This project uses GANs to generate synthetic image data and evaluates its impact on CNN image classification. By comparing a CNN trained on real data alone to one trained with both real and GAN-generated data, it assesses the effectiveness of GAN-based augmentation using metrics like accuracy, F1-score, and confusion matrices.

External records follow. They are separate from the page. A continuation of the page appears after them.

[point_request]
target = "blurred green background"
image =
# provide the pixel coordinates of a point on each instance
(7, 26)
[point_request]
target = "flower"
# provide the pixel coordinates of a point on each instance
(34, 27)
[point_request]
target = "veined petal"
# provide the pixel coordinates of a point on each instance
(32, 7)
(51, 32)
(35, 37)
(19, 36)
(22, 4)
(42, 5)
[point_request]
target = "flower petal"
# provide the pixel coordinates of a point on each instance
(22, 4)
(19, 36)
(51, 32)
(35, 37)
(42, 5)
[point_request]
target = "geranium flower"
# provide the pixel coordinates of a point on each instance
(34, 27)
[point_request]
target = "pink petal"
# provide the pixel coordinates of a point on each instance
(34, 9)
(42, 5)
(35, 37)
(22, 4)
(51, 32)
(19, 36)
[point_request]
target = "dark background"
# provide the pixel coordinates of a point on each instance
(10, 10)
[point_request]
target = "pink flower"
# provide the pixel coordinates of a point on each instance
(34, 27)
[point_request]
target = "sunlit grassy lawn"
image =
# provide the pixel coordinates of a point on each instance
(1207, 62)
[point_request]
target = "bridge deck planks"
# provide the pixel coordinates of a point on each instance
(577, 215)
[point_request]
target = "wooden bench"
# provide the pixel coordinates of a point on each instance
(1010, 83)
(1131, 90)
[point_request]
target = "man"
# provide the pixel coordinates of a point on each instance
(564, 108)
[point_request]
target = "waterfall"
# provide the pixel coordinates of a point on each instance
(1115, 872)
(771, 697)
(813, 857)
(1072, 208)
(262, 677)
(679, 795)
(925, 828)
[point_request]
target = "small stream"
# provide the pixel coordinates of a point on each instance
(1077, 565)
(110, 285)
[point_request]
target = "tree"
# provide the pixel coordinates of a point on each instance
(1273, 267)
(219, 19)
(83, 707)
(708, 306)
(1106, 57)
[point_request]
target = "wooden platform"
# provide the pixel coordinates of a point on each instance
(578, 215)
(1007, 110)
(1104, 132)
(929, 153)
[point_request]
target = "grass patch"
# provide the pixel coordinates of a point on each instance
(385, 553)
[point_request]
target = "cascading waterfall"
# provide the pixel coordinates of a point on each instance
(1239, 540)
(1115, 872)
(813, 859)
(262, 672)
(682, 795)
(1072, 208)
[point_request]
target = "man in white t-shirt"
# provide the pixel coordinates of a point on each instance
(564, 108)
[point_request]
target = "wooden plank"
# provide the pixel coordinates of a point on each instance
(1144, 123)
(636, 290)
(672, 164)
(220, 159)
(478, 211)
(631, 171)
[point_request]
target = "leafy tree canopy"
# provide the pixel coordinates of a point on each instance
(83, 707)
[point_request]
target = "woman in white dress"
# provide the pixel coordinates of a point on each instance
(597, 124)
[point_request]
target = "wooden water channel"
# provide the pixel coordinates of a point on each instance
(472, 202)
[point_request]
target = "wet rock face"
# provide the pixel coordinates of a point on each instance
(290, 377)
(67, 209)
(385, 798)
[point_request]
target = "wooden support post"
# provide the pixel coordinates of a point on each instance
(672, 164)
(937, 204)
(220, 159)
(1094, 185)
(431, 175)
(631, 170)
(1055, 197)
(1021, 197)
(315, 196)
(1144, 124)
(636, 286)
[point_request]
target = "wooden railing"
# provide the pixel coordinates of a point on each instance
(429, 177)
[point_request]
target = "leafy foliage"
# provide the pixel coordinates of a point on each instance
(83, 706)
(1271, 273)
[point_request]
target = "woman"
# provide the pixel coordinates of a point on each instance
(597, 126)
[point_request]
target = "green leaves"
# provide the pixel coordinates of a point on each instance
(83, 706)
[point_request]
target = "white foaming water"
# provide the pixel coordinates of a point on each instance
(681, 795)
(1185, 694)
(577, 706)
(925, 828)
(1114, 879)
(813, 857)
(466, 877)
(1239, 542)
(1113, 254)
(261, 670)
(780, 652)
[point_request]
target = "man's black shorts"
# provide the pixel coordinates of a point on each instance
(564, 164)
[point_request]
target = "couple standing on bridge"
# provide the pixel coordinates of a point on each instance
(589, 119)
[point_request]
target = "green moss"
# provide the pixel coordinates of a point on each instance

Intialize and activate a Python Virtual Environment
python -m venv venv
source venv/bin/activate
Install Dependencies
pip install -r requirements.txt
The directory structure of your new project will look something like this (depending on the settings that you choose):
├── data <- data from 3rd party resources
│
├── models <- Trained model params
│
├── results <- Generated images/pdfs of training loss curve and confusion matrices
|
├── requirements.txt <- The requirements file for reproducing the analysis environment
│
└── src <- Source code for use in this project.
│
├── config.py <- Stores useful constant variables
│
├── main.py <- Entry point to run entire experiment
│
├── cnn <- Directory for the CNN classifier
| |
| ├── config.py <- Stores training hyperparams
| |
| ├── models.py <- Define the model architectures for the CNN
| |
| ├── train.py <- Train and evaluate the CNN
| |
| ├── dataset_dispatcher.py <- Mapping mechanism used to map a dataset to correct handler method
| |
| └── data_handler.py <- Data preprocessing methods
|
└──gan <- Directory for the GAN
|
├── datasets.py <- Scripts for handling dataset preprocessing logic
|
├── models.py <- Define the model architectures for the GAN
|
├── train.py <- Train the GAN
|
└── utils.py <- Collection of important helper functions
To run the entire experiment, run this command:
cd src
python main.py